Язык у Новарина не только не претендует на пресловутую французскую ясность и точность, но чурается ее: не французский язык в упаковке, не мертвое животное, чей труп пытаются сохранить в неприкосновенности, но живой зверь, которого пытаются разбудить, как это делал Рабле, Жарри и многие другие (отсюда — столь частая метафора зверя в «Саду признания»; см. также наст. изд, с. 27, 204).
Но за этим скрывается еще и своеобразная тенденция языкового космополитизма: язык может оставаться материнским, только если будет открыт всевозможным иностранным влияниям, его жизненность проистекает от его постоянного умерщвления. Это своеобразный Ноев ковчег, но наоборот: поместить твари в укрытие нужно было, оказывается, не для того, чтобы сохранить роды в их неизменности, но чтобы распространить их во всевозможном гибридном состоянии. Так возникает тема Вавилонской башни (tour de Babel), рифмующаяся с babil (лепетание), — своего рода позитивная программа земли обетованной, где снимаются все и всяческие вериги с языка и где сам язык обретает тело[18] (ср. в «Саду признания»: «…посмотрите, как межуют они здесь язык наш, принимая его за наше первичное тело — как будто он и есть наше тело!»).
Тем самым, выступая казалось бы против французского языка в той форме, в какой он существует, Новарина поет на самом деле гимн французскому языку и разнообразному его происхождению.
Парадокс о языке и речи
Все мы хорошо помним, что в основе современной лингвистики, начало которой положено было трудами Фердинанда де Соссюра, лежало выделение языка как коллективной структурной системы и его противопоставление речи как индивидуальному использованию этой системы говорящим субъектом. Причем достаточно длительное время интересы лингвистов сосредотачивались в основном в области изучения именно языка, а не речи. В этом смысле переломными стали 1970-е гг., когда, во многом благодаря встрече феноменологии (в лице М. Мерло-Понти, П. Рикера) и новой лингвистики (Э. Бенвенист), вышедшей наконец из «пут» структурализма, с особой остротой встал вопрос о субъекте, переводящем язык в дискурс (речь), а также о проблеме «высказывания» (énonciation). С другой стороны, не следует забывать и о том, какой успех обретает именно в эти годы концепт «речь» в психоаналитической теории Лакана. Собственно, именно в этом обостренном интересе к речи, одновременно лингвистическом, феноменологическом и психоаналитическом, и следует искать истоки теории человеческого языка, разработанной Новарина в его театральных эссе (см., в особенности, его сборник «Перед речью») и воплощенной в театральных пьесах.
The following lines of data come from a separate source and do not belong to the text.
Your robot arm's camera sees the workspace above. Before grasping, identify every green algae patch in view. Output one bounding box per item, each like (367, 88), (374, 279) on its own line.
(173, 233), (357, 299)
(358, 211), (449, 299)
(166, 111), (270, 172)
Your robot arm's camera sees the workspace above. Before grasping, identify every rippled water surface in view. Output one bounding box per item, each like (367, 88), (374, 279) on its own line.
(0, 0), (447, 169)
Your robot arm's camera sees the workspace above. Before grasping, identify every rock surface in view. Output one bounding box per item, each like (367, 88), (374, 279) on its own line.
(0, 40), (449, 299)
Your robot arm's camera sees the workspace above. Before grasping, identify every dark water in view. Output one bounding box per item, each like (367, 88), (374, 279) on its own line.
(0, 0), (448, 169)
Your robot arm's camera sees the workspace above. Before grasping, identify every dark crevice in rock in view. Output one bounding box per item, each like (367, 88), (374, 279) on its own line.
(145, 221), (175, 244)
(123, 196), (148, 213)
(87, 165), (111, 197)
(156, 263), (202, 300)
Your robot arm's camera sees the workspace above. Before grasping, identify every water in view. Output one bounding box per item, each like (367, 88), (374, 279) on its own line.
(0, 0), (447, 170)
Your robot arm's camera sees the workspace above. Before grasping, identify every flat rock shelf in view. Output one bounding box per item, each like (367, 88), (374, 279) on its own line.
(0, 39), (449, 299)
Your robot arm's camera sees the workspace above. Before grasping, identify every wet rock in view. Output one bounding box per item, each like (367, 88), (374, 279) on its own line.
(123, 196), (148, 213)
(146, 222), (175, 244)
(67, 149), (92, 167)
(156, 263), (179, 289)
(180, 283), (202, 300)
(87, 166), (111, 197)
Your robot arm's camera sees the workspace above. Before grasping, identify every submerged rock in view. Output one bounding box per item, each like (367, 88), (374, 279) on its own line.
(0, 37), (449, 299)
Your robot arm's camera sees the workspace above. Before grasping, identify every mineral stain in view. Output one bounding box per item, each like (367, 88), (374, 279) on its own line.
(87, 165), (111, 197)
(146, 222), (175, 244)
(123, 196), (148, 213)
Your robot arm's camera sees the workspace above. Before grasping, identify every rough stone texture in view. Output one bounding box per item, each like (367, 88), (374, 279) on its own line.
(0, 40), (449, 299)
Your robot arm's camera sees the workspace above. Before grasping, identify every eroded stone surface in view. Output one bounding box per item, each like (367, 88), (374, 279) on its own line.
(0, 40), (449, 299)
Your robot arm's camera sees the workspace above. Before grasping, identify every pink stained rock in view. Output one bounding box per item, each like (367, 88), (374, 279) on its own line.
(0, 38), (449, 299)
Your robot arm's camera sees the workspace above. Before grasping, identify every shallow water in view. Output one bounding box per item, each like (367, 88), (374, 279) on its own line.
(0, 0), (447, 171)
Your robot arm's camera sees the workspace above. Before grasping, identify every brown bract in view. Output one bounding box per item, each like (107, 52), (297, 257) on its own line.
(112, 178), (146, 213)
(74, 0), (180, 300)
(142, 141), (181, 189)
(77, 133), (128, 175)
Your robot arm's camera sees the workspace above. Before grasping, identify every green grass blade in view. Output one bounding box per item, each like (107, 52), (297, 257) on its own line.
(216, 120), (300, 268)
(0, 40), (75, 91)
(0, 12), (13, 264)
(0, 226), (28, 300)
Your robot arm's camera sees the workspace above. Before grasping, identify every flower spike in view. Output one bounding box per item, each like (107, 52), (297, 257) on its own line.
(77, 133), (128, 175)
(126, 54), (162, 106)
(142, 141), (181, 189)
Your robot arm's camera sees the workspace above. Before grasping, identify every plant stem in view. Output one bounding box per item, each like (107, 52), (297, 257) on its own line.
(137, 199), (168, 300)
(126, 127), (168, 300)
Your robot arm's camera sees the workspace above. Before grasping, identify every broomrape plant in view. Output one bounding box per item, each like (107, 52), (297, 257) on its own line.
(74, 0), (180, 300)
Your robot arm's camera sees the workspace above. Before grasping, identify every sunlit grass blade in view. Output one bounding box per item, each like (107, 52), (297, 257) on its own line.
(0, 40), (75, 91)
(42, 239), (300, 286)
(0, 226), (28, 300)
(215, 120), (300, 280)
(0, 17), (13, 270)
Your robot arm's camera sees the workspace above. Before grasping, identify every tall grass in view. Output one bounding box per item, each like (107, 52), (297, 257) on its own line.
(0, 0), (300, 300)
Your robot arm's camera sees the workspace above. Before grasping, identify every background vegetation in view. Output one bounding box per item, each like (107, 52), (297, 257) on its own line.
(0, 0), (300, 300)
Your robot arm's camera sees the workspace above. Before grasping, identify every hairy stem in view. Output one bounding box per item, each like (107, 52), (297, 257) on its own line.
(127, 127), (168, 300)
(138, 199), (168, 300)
Метафорически определяя язык как тюрьму, «темницу» (отсюда характерный для Новарина и постоянно повторяющийся вопрос: мы ли заключены в языке или мы сами заключаем в себе язык), все надежды, как литературного, так и метафизического плана, он связывает именно с речью. В оппозиции язык-речь его в первую очередь интересует речь как «порождение животворного вздоха», а вовсе не язык, мыслимый как коллективная картина мира. Ибо сущность речи, утверждает Новарина, заключается в изменениях, свидетельствующих о существовании другого (собственно, именно в этом Новарина так схож с А. Арто и Э. Левинасом[19]). Мы не вправе рассматривать речь как простой заместитель действия и еще менее как его лингвистический эквивалент: говорение — это единственно возможный исход человеческого существования, поскольку это своеобразный акт отрицания спящей повторяемости мира, вечного возвращения, в котором, как определял Ницше, умирает будущее.
Язык, который Новарина так любит рассматривать в его первичном значении, играя на присущей ему двойственности, — это в первую очередь мускул, при помощи которого продуцируется слово. Язык («мускул, покоренный коммуникацией») с детства обучается языку (языкам), становясь тем самым послушным орудием ортофонии, служа целям понимания и выражения. Новарина же стремится разработать для него особого рода акробатические упражнения, гимнастику, чтобы язык смог сказать то, чему его никто не обучал. Новарина хочет дать языку право речи — и, значит, право на бесконечность возможностей, желая, чтобы наконец зазвучал неслыханный дотоле язык, язык вавилонского столпотворения, но только без последовавшего затем в истории наказания. Язык должен выйти за пределы своей коммуникативной и номинативной сущности. Необходимо, считает Новарина, ввести речь в язык, а не оставлять ее умирать в языке (ср. реплику, которую он вкладывает в уста Луи де Фюнеса: «Речь — это наше истекание кровью в пространстве»). Современный кризис литературы заключается не в кризисе смысла, но в кризисе выражения.
19
См., напр.: Левинас Э. Время и Другое // Патрология. Философия. Герменевтика: Труды Высшей религиозно-философской школы. СПб., 1992. С. 89–138. См. также: Maurizio Grande. L’insomnie des noms // Valère Novarina, théâtres du verbe… P. 213.